In 2016, South Korea purchased 40 to 60 speaker systems for the purpose of having sound reach the North Korean city of Kaesong, 10 kilometers away. Later that year, however, audits revealed that the speakers were actually too quiet to always reach Kaesong, only going as far as 5 to 7 kilometers north; the three tests done of the new systems in 2016 were conducted at night and in the morning, when sound travels farther than in the day. (Note: Britannica writes: "At night or during periods of dense cloud cover, a temperature inversion occurs; the temperature of the air increases with elevation, and sound waves are refracted back down to the ground. Temperature inversion is the reason why sounds can be heard much more clearly over longer distances at night than during the day—an effect often incorrectly attributed to the psychological result of nighttime quiet.") Still, South Korean officials reported in 2017 that two North Korean soldiers had defected across the border due to the broadcasts. The South again stopped using loudspeakers on 27 April 2018, during negotiations with North Korea over the reduction of "hostile tactics" along the DMZ. This was in exchange for the North expressing regret over the 2015 landmine incident. South Korea then dismantled their speakers.

=== 2024–2025 ===
In January 2024, North Korean leader Kim Jong-un said he would end North Korea's ambition of peaceful reunification with South Korea. In summer 2024, North Korea sent at least 2,000 balloons filled with trash and manure across the DMZ. South Korea warned that if North Korea continued sending the balloons, they would resume loudspeaker broadcasts; North Korea continued sending them.

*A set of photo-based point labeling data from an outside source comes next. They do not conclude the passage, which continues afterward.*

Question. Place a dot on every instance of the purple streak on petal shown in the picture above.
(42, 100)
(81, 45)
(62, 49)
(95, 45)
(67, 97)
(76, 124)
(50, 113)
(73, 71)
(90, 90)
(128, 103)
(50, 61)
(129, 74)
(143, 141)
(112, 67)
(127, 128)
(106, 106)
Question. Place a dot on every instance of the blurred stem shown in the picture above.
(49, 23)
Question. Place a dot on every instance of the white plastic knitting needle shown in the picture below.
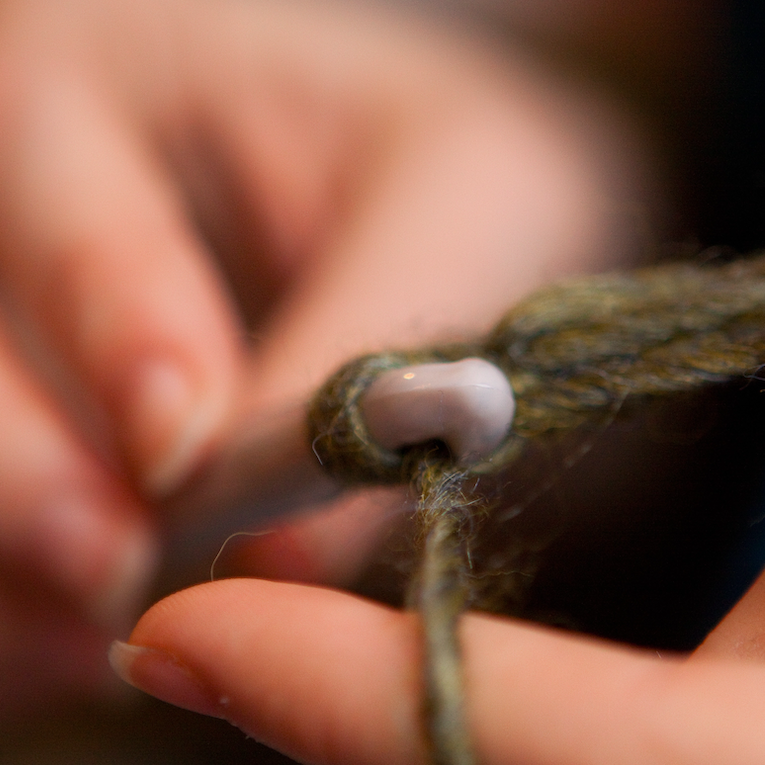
(267, 470)
(468, 404)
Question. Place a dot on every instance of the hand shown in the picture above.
(177, 173)
(327, 677)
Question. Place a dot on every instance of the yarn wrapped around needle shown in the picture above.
(573, 354)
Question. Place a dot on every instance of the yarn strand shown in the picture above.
(440, 594)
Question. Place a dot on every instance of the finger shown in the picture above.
(100, 269)
(66, 525)
(326, 677)
(329, 547)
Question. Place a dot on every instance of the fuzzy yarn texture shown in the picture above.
(574, 353)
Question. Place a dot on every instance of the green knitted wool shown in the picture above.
(574, 353)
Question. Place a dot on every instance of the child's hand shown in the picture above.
(350, 180)
(327, 677)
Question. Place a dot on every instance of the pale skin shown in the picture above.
(335, 151)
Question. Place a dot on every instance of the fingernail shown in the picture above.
(159, 674)
(169, 420)
(102, 561)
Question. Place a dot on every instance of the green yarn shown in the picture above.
(574, 353)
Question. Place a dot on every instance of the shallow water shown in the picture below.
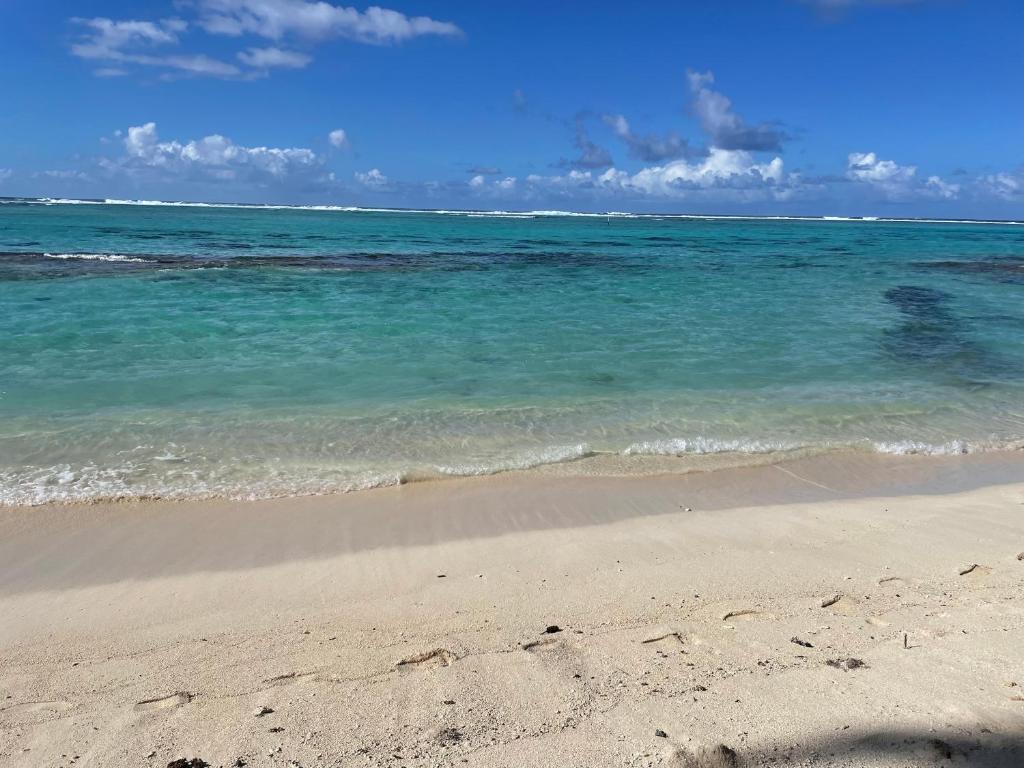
(240, 351)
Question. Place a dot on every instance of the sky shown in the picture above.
(894, 108)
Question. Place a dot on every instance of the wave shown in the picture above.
(96, 257)
(505, 214)
(706, 445)
(526, 460)
(166, 479)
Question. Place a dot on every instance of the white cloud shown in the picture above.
(942, 188)
(896, 181)
(130, 41)
(67, 175)
(118, 43)
(373, 179)
(865, 166)
(338, 138)
(265, 58)
(278, 18)
(651, 148)
(1003, 185)
(723, 174)
(726, 129)
(211, 158)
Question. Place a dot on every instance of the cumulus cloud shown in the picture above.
(651, 147)
(865, 166)
(338, 138)
(265, 58)
(132, 42)
(939, 188)
(212, 158)
(896, 181)
(116, 44)
(1004, 185)
(722, 174)
(726, 129)
(591, 155)
(373, 179)
(317, 20)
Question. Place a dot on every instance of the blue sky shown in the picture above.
(819, 107)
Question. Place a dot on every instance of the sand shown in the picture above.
(866, 612)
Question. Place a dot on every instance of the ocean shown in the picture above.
(190, 351)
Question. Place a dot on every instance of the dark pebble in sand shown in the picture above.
(846, 664)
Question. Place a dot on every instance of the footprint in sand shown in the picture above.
(975, 572)
(842, 604)
(670, 637)
(291, 677)
(34, 707)
(543, 642)
(747, 614)
(164, 702)
(435, 657)
(892, 582)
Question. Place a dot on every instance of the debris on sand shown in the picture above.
(734, 613)
(450, 735)
(719, 756)
(846, 664)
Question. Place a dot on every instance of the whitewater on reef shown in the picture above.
(198, 350)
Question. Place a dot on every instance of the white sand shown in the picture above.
(133, 634)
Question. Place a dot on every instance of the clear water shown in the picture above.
(158, 350)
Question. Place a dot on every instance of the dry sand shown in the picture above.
(862, 613)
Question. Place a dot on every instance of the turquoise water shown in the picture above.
(161, 350)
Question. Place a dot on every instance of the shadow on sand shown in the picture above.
(883, 748)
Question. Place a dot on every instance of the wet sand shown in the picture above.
(836, 610)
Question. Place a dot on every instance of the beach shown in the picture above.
(836, 610)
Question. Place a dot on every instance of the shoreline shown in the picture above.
(834, 466)
(526, 620)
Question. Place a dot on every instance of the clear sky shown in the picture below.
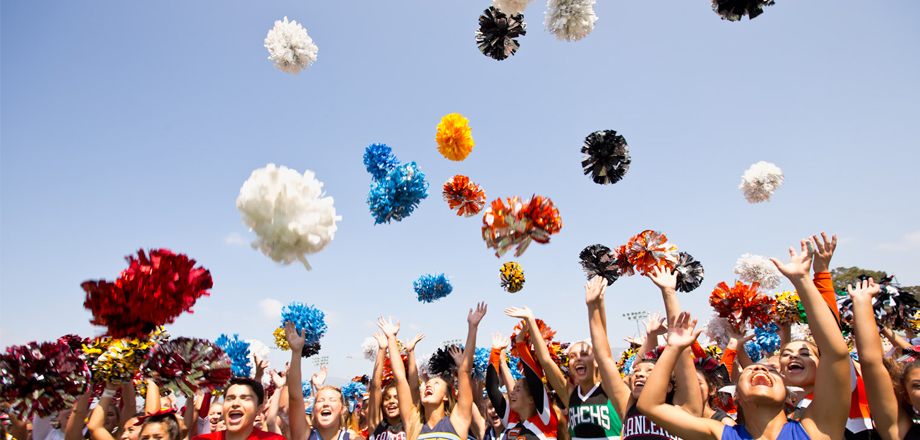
(134, 124)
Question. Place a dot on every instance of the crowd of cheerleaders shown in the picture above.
(811, 389)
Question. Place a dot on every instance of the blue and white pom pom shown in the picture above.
(398, 194)
(379, 160)
(307, 319)
(765, 343)
(432, 287)
(238, 351)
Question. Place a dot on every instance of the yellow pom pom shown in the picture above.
(454, 137)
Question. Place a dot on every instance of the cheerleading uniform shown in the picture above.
(791, 431)
(592, 416)
(540, 426)
(638, 427)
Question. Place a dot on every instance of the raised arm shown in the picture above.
(890, 420)
(413, 367)
(611, 381)
(296, 340)
(686, 391)
(461, 415)
(374, 415)
(652, 402)
(554, 375)
(831, 403)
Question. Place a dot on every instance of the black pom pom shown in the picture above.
(598, 260)
(441, 362)
(497, 33)
(689, 273)
(607, 156)
(733, 10)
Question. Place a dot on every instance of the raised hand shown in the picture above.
(476, 316)
(683, 332)
(595, 289)
(500, 342)
(799, 263)
(656, 325)
(296, 340)
(864, 290)
(824, 250)
(410, 344)
(522, 313)
(663, 278)
(387, 326)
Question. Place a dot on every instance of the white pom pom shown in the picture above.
(370, 347)
(511, 6)
(758, 269)
(760, 181)
(288, 213)
(570, 20)
(289, 47)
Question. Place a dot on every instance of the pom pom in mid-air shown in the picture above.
(689, 273)
(186, 365)
(511, 6)
(398, 194)
(512, 277)
(42, 378)
(454, 137)
(464, 196)
(432, 287)
(733, 10)
(570, 20)
(598, 260)
(238, 352)
(379, 160)
(760, 181)
(306, 319)
(289, 47)
(743, 304)
(152, 291)
(288, 213)
(498, 32)
(606, 156)
(649, 249)
(518, 223)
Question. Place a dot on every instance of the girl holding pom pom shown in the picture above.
(438, 417)
(761, 392)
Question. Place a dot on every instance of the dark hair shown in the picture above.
(172, 426)
(254, 385)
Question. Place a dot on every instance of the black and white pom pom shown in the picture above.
(606, 156)
(598, 260)
(497, 33)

Following a national security meeting over the balloons, South Korea withdrew from the 2018 agreement limiting DMZ activities, and on 9 June, resumed the use of loudspeakers at one location. Kim Yo Jong, Kim Jong-un's sister, warned hours later that North Korea would escalate into using an unspecified "new response" and enter a "crisis of confrontation" if South Korea continued to use the loudspeakers (as well as failing to stop South Korean civilians from airdropping anti-North Korean leaflets in North Korea). South Korean defense minister Shin Won-sik said his country was prepared for military retaliation by North Korea. A day later, South Korea said that North Korea was installing more speakers along its side of the border.

In July 2024, South Korea decided to increase the scope of broadcasting to be all along the DMZ. In September, the Incheon city government in South Korea announced it would be compensating 8,800 of its residents near the border who had experienced distress because of North Korea's loudspeakers.

After the election of Lee Jae Myung as President in 2025, South Korea started to recalibrate its North Korea policy. In June, South Korea halted the loudspeakers. In August, it started to remove the loudspeakers from the border.